A super-powerful AI isn't a silver bullet.

Don’t expect AI models to solve everything. Top-tier AIs are strong, especially in language and reasoning, but their “world knowledge” is limited to humanity’s greatest hits. There’s a vast amount of long-tail knowledge online that’s tough to organize into datasets, and AI can’t keep pace with its growth.
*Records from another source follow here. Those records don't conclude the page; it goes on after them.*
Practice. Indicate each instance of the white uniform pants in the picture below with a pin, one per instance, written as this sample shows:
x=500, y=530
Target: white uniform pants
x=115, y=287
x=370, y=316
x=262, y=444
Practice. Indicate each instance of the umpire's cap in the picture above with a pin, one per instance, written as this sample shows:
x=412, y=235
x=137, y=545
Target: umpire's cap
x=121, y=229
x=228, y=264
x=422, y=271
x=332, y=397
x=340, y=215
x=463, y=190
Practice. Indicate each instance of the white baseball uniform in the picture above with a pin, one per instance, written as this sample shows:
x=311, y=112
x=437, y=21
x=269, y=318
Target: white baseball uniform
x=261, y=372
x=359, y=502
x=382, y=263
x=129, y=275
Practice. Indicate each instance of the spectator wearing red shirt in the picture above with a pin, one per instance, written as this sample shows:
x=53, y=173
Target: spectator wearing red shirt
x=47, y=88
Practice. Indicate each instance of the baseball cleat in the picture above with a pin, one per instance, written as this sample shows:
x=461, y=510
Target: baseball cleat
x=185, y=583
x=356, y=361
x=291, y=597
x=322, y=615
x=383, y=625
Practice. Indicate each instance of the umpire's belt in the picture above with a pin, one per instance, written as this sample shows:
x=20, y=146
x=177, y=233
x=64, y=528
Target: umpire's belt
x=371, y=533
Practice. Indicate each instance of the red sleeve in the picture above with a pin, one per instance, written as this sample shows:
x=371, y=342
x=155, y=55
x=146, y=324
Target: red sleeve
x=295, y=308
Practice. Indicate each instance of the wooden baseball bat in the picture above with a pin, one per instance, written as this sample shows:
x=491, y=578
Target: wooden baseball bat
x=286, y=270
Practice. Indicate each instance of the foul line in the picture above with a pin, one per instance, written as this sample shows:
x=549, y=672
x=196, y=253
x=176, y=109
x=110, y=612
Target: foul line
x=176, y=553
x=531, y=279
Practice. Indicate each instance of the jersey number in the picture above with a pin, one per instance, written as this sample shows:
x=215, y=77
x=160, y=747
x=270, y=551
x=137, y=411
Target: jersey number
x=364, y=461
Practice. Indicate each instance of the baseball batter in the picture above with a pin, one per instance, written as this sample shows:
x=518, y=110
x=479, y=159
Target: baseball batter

GPT-3.5 chat screenshot where user asks about black branch-like objects from mango pit, AI incorrectly answers they are fibers or fiber-like objects formed from cell wall residue

Google Bard chat screenshot where user asks about black branch-like objects from mango pit with web search, AI correctly identifies them as mango embryo roots, listing shape/position/function/length/thickness characteristics

Google search results page with MaxAI.me plugin panel on right, red box highlighting Claude AI icon, left side showing Baidu Zhidao and Zhihu results about mango pit black threads, right Sources area listing 6 sources

Consider this question about mango embryo roots – a perfect example of long-tail knowledge. I tested Claude, GPT-3.5, and Bard. Bard, with internet access, outperformed Claude and GPT-3.5. The trick was telling Bard to “search the web,” letting it find the right info.

Could Claude and GPT-3.5 do the same – forget their built-in knowledge and summarize human-generated long-tail knowledge? They don’t officially have web access, but there’s a workaround: the Maxai extension.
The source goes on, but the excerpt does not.